(absolute) Convergence of a series

Question

I want to prove that the following series is convergent for $x>0$:

$$ \sum_{n=1}^\infty \left( \prod_{p\mid n} \frac{1}{p-1}\right) n^{-x} $$

I tried to estimate the product but I didn't get so far...

Answer 1

I'm sure this proof could be tightened a bit, but it works. Consider every subset $S$ of $\mathbb{P}$, the prime numbers, and the corresponding set $$G(S)=\left\{\prod_{p\in S}p^{f(p)}:f:S\rightarrow\mathbb{N}>0\right\}$$ that is, the set of $n$ such that $S$ is the set of primes dividing it. We can show your the sum is now equal to $$\sum_{\substack{S\subseteq\mathbb{P}\\S\text{ is finite}}}\left(\prod_{p\in S}\frac{1}{p-1}\right)\cdot\left(\sum_{n\in G(S)}n^{-x}\right)$$ where the only particularly mysterious term is the sum over $G(S)$. However, since $G(S\cup\{p\})$ can be written as $pG(S)\cup p^2G(S)\cup p^3G(S)\ldots$ and exponents distribute over multiplication, we get $$\sum_{n\in G(S\cup\{p\})}n^{-x}=\left(\sum_{i=1}^{\infty}p^{-ix}\right)\left(\sum_{n \in G(S)}n^{-x}\right)$$ and solving the sum over $p^{-ix}$ we get $$\sum_{n\in G(S\cup\{p\})}n^{-x}=\frac{1}{p^x-1}\left(\sum_{n \in G(S)}n^{-x}\right)$$ More generally, we get that, if we define for $S\subseteq \mathbb{P}$ the function $f(S)$ as the term $$f(S)=\left(\prod_{p\in S}\frac{1}{p-1}\right)\cdot\left(\sum_{n\in G(S)}n^{-x}\right)$$ then $$f(S\cup \{p\})=\frac{1}{(p^x-1)(p-1)}f(S)$$ and thus, by induction $$f(S)=\prod_{p\in S}\frac{1}{(p^x-1)(p-1)}$$ which, if we let $N$ and $\varepsilon>0$ be such that for any $n>N$ it holds that $(n^x-1)(n-1)>n^{1+\varepsilon}$ and $S$ be a set with no elements less than $N$, then $$f(S)\leq \prod_{p\in S}\frac{1}{p^{1+\varepsilon}}$$.

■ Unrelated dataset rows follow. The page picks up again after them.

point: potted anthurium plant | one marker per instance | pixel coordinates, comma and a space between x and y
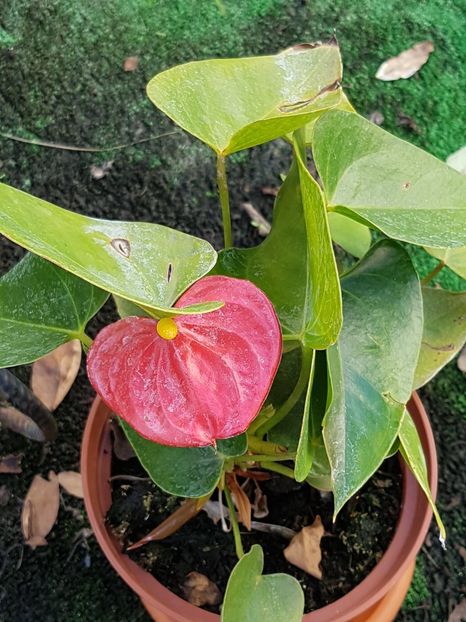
204, 336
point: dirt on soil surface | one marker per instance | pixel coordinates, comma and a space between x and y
350, 548
62, 80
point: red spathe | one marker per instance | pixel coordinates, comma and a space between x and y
207, 383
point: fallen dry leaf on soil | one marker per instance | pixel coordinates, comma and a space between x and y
200, 591
304, 549
54, 374
131, 63
99, 172
405, 64
40, 509
72, 483
257, 220
10, 464
459, 613
4, 495
462, 361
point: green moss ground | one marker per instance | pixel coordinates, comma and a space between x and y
61, 80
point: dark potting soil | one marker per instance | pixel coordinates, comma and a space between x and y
350, 549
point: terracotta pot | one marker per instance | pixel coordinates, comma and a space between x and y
376, 599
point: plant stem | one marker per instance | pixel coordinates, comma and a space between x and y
224, 200
234, 524
428, 278
294, 397
265, 458
264, 447
279, 468
86, 341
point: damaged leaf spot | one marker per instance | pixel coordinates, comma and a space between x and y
446, 348
121, 246
334, 86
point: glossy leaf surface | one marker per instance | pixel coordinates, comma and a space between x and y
184, 471
233, 104
146, 263
372, 365
42, 307
444, 331
352, 236
206, 381
295, 265
398, 188
253, 597
413, 454
454, 258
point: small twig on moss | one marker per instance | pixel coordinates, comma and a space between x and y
51, 145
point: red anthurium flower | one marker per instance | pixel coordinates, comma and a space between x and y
193, 379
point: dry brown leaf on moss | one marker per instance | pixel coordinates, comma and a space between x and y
131, 63
53, 375
40, 509
200, 590
257, 220
72, 483
10, 464
459, 612
405, 64
304, 549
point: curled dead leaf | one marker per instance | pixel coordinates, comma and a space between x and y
200, 590
376, 117
10, 464
405, 64
53, 375
131, 63
72, 483
257, 220
121, 446
241, 501
40, 509
260, 508
304, 549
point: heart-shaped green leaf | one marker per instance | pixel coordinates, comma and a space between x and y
352, 236
149, 264
295, 265
233, 104
444, 331
184, 471
454, 258
41, 307
372, 365
371, 175
253, 597
413, 455
301, 430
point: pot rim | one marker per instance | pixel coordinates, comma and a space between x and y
412, 527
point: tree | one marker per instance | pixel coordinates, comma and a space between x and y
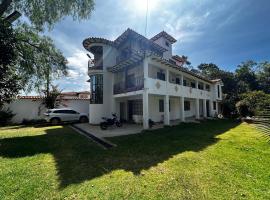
245, 75
38, 58
51, 99
30, 55
263, 76
10, 82
47, 12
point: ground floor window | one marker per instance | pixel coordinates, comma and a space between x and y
186, 105
96, 82
161, 105
214, 105
137, 107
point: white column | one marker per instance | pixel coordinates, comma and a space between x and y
145, 110
182, 79
197, 108
211, 108
166, 110
204, 108
182, 106
167, 75
145, 95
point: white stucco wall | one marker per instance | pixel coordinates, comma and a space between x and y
34, 109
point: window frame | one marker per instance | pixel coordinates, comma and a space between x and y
96, 86
187, 106
161, 105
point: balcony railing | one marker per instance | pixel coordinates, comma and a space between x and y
129, 86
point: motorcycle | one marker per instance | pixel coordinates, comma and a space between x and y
110, 122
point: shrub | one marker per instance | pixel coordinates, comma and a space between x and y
243, 108
5, 116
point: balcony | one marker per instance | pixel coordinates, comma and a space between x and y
130, 85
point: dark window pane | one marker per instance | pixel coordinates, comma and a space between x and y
177, 81
161, 105
186, 105
214, 105
185, 82
96, 89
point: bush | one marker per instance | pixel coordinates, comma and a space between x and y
243, 109
5, 117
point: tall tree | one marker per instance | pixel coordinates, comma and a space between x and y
10, 82
263, 76
47, 12
34, 58
38, 58
245, 75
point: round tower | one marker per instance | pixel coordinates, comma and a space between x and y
101, 80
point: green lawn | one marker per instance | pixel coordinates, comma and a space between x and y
212, 160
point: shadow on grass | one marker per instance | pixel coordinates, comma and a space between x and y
79, 159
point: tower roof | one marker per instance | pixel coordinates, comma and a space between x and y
166, 35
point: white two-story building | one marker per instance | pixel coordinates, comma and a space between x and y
140, 79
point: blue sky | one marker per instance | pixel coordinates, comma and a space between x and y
223, 32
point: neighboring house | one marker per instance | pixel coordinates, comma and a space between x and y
32, 107
140, 79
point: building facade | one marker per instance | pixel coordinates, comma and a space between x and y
140, 79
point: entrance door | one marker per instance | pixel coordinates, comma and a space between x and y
130, 110
122, 111
207, 109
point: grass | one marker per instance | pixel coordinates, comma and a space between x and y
212, 160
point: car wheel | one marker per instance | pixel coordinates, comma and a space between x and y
55, 121
83, 119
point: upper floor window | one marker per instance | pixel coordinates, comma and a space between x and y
214, 105
186, 105
177, 80
200, 86
193, 84
207, 87
96, 89
161, 75
161, 105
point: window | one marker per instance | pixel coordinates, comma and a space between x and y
207, 87
177, 81
200, 86
130, 81
218, 91
192, 84
186, 105
161, 76
185, 82
161, 105
214, 105
96, 89
137, 107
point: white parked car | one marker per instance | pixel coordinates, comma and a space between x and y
55, 116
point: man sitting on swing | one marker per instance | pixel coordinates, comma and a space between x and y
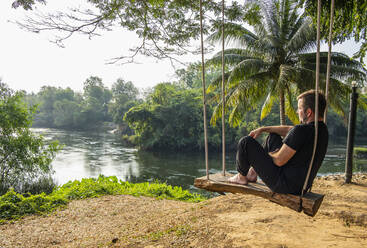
282, 164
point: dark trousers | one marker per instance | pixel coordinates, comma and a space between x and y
251, 153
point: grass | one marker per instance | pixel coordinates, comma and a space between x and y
14, 205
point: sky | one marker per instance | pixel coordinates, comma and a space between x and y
29, 61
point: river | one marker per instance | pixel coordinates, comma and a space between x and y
91, 154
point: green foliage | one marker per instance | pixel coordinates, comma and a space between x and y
350, 21
360, 152
66, 109
14, 205
172, 119
24, 156
271, 62
124, 96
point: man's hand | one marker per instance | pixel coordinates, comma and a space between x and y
255, 133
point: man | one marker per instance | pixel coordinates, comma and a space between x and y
282, 164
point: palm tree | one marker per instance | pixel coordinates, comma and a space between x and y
273, 63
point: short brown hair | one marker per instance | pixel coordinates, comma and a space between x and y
309, 101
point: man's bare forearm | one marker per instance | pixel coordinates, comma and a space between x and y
280, 130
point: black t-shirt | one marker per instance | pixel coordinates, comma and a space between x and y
301, 139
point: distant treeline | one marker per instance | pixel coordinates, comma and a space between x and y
67, 109
168, 116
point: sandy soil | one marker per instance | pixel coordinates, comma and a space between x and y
225, 221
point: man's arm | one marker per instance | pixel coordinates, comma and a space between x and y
283, 155
280, 130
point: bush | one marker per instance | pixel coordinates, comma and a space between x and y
360, 152
14, 205
24, 156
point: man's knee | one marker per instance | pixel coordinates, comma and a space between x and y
244, 141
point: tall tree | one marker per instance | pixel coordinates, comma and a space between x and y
96, 99
165, 27
124, 96
270, 63
350, 21
24, 156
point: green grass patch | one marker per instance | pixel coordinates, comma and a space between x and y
14, 205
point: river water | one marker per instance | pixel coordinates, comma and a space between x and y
91, 154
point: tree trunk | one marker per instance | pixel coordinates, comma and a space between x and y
281, 107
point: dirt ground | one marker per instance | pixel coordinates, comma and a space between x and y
224, 221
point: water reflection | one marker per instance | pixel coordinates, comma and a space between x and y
91, 154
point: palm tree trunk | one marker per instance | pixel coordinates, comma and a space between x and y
282, 107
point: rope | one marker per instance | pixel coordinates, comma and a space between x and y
316, 102
329, 58
204, 91
223, 100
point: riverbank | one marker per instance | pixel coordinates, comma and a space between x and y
224, 221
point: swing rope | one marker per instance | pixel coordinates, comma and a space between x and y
204, 90
223, 100
223, 90
329, 58
316, 105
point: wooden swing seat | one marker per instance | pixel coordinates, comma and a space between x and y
219, 183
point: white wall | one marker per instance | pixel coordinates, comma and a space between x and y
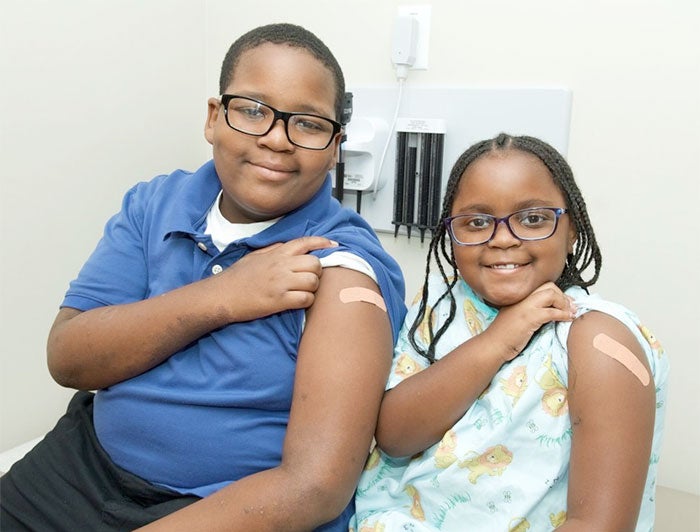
96, 95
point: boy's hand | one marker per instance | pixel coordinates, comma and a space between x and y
279, 277
515, 324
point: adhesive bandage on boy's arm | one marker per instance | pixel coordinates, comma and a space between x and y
354, 294
614, 349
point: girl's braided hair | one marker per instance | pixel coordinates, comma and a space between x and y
586, 250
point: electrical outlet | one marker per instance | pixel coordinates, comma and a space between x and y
422, 15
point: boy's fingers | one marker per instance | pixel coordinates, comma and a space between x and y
304, 244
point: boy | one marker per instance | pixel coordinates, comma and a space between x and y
238, 370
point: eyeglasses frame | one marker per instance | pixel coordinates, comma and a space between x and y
558, 211
279, 115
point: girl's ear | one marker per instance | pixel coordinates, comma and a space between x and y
213, 105
573, 236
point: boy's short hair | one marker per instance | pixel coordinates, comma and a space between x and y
291, 35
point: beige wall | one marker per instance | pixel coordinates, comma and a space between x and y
96, 95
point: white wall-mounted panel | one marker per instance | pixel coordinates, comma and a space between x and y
470, 114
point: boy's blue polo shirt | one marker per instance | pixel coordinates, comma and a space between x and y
217, 410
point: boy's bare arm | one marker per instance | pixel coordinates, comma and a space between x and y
100, 347
343, 364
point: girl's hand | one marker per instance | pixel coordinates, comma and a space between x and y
515, 324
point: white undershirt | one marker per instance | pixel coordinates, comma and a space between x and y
223, 232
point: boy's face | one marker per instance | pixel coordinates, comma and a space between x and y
267, 177
506, 270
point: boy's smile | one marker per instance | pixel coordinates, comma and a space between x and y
505, 270
267, 176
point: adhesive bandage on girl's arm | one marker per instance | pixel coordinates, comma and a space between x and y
358, 293
614, 349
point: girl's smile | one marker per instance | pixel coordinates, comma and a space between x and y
506, 269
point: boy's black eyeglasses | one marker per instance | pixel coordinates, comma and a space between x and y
252, 117
528, 224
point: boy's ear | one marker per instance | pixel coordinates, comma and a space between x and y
336, 146
213, 106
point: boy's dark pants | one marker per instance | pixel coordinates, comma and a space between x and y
69, 483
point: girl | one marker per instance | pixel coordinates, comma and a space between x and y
517, 400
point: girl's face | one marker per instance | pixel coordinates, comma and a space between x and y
266, 177
506, 270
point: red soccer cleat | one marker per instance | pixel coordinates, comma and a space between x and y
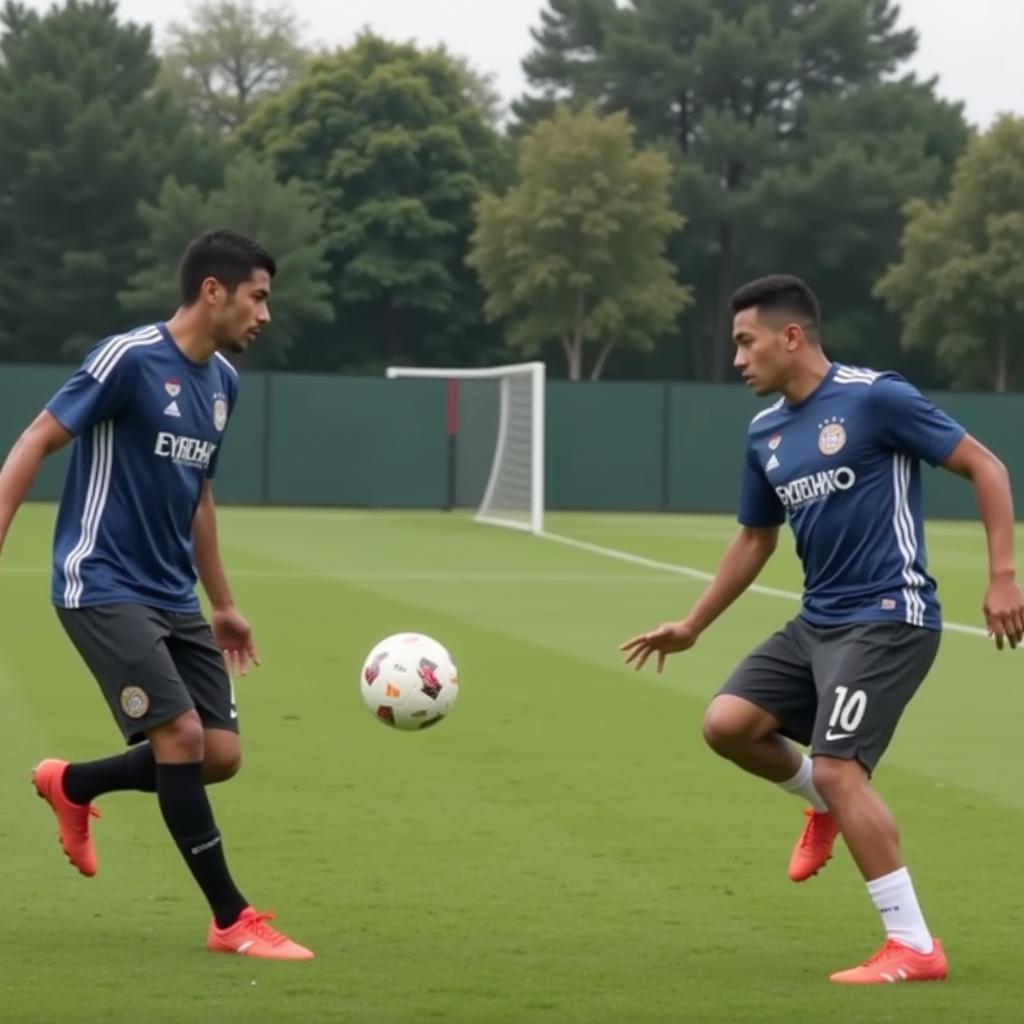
252, 936
73, 819
895, 963
815, 847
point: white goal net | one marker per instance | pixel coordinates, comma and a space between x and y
510, 409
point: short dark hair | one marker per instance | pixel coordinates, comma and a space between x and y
779, 293
226, 255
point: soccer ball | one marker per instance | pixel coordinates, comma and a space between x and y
409, 681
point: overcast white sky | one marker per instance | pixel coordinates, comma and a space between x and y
972, 45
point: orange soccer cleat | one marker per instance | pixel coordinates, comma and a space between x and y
814, 849
894, 963
252, 936
73, 819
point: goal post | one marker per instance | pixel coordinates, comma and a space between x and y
514, 492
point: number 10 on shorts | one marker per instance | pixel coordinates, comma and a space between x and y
849, 710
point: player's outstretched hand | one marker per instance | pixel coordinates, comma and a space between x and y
670, 638
1005, 612
235, 637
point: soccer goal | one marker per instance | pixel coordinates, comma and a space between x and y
513, 495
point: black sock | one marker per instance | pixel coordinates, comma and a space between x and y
134, 770
189, 819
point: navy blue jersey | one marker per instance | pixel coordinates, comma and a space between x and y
148, 424
844, 466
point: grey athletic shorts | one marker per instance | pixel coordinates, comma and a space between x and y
153, 666
842, 689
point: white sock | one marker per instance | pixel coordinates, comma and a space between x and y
894, 896
802, 785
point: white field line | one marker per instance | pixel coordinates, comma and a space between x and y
594, 549
692, 573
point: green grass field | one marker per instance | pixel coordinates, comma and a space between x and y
562, 849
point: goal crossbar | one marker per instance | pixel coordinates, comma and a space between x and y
510, 489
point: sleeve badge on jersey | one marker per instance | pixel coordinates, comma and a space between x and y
220, 413
134, 701
832, 438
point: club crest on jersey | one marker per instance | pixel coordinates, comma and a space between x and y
134, 701
832, 438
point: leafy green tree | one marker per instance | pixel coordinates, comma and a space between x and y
285, 219
230, 55
960, 285
738, 88
84, 137
574, 253
397, 154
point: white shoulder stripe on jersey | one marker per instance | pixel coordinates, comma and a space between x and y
92, 511
906, 540
227, 363
770, 409
109, 355
855, 375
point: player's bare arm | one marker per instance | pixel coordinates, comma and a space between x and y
742, 562
1004, 607
229, 627
42, 437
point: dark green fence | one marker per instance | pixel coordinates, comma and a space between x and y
298, 439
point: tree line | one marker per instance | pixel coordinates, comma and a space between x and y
666, 152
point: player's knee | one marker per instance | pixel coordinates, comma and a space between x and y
221, 766
836, 778
179, 739
722, 732
731, 724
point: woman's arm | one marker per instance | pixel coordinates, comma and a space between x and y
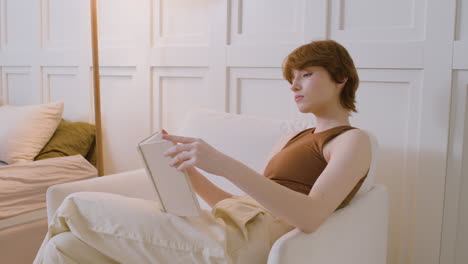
210, 193
348, 163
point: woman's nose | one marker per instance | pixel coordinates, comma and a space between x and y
295, 85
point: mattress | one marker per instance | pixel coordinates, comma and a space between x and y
24, 185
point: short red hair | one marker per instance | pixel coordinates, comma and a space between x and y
332, 56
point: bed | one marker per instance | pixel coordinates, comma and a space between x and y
38, 149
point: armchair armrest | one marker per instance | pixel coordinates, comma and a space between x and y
354, 234
130, 183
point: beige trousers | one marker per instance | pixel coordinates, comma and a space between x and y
95, 227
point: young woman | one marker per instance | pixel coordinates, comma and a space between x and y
316, 172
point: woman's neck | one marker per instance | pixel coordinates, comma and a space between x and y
331, 119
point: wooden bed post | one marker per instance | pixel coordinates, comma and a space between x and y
97, 90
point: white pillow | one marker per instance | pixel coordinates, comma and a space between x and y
25, 130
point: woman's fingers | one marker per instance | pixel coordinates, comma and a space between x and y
172, 151
178, 139
179, 159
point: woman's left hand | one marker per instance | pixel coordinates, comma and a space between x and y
195, 152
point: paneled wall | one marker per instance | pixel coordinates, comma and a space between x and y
160, 58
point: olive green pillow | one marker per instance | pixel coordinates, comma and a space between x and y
69, 139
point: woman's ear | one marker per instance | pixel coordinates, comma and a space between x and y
342, 83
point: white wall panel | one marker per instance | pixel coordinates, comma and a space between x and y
455, 236
377, 19
266, 22
2, 24
174, 91
388, 106
62, 84
20, 27
124, 118
61, 23
121, 23
461, 28
181, 22
18, 88
261, 92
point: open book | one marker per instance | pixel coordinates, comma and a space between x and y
173, 187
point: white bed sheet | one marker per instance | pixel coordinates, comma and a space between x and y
24, 185
23, 218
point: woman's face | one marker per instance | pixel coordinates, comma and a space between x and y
317, 89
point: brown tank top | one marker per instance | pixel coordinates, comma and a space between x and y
300, 162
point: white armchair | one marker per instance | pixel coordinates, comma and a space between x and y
354, 234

From here, we just want to find the desired sum, which is $$\sum_{\substack{S\subseteq\mathbb{P}\\S\text{ is finite}}}f(S).$$ but, since $f(A\cup B)=f(A)f(B)$ for disjoint $A,B\subseteq \mathbb{P}$ as a direct result of the formula for $f$, we can split this to $$\left(\sum_{S\subseteq(\mathbb{P}\cap[1,N])}f(S)\right)\left(\sum_{\substack{S\subseteq(\mathbb{P}\cap(N,\infty)) \\S\text{ is finite}}}f(S)\right)$$ However, since the right factor is strictly less than the product of the $S$ raised to the power of $-1-\varepsilon$ and no distinct $S$ have the same sum, the right factor cannot exceed $\sum_{n=1}^{\infty}n^{-1-\varepsilon}$, which is finite. The left factor is a sum of finitely many terms and is hence finite. Thus, the entire series converges.